Resmen yanımda karadelikle geziyormuşum lan!
Küçükken çantam bomboş olurdu bakardım tüm kadınların dolu. Ben de oyuncak koyardım işime yaramayacak kartlar sokuştururdum.
Büyüdüm.
Artık çantamı taşıyamıyorum. içinden her şeyi bulabiliriz. Öğrendim ki, dünyaları taşıyormuş o çantalar.
Küçük bir ezcane, satabilecek kadar mendil ıslağıyla kurusuyla, birkaç krem, kalemler, kutular, cüzdan zaten kendi içinde başka bir dünyayı barındıran on kilogramlık bir varlık, kablolar, kulaklıklar, yiyecek ve içecek en az bir çeşit, su, ihtiyacımız olursa diye alınan yedek tokalar, koca anahtarlık nokta nokta nokta.
Omuz ağrılarımız boşa değil. Bir de erkekler bunlar olmadan sokakta nasıl rahat ediyor?
Eğer cüzdan anahtar gibi şeyleri hatun kişi çantasına atsın diye verdiyseniz hesap ödemeden 15 dakika önce hatun kişiyi uyarmanız gerekir çünkü garson hesabı almak için başınızda dikilirken hatun kişi o çantayı kurcalar sallar fermuarı iyice açar önce dizine sonra masaya koyar bir kaç kez garsonla göz göze gelirsiniz ve gerilim dolu anların ardından cüzdanınız o kara delikten çıkar.

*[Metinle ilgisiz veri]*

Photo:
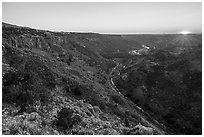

Oğlum doğduğundan beri cüzdan bile koymuyorum yer kaplamasın diye. Full onun eşyaları var diyebilirim. Zaten o gün bugün sırt çantası kullanıyorum. Küçük gözünde 2 ruj vs. Oluyor en fazla.
Geri kalanı : yedek giysi, ıslak mendil, sudokrem, yedek bez, mendil.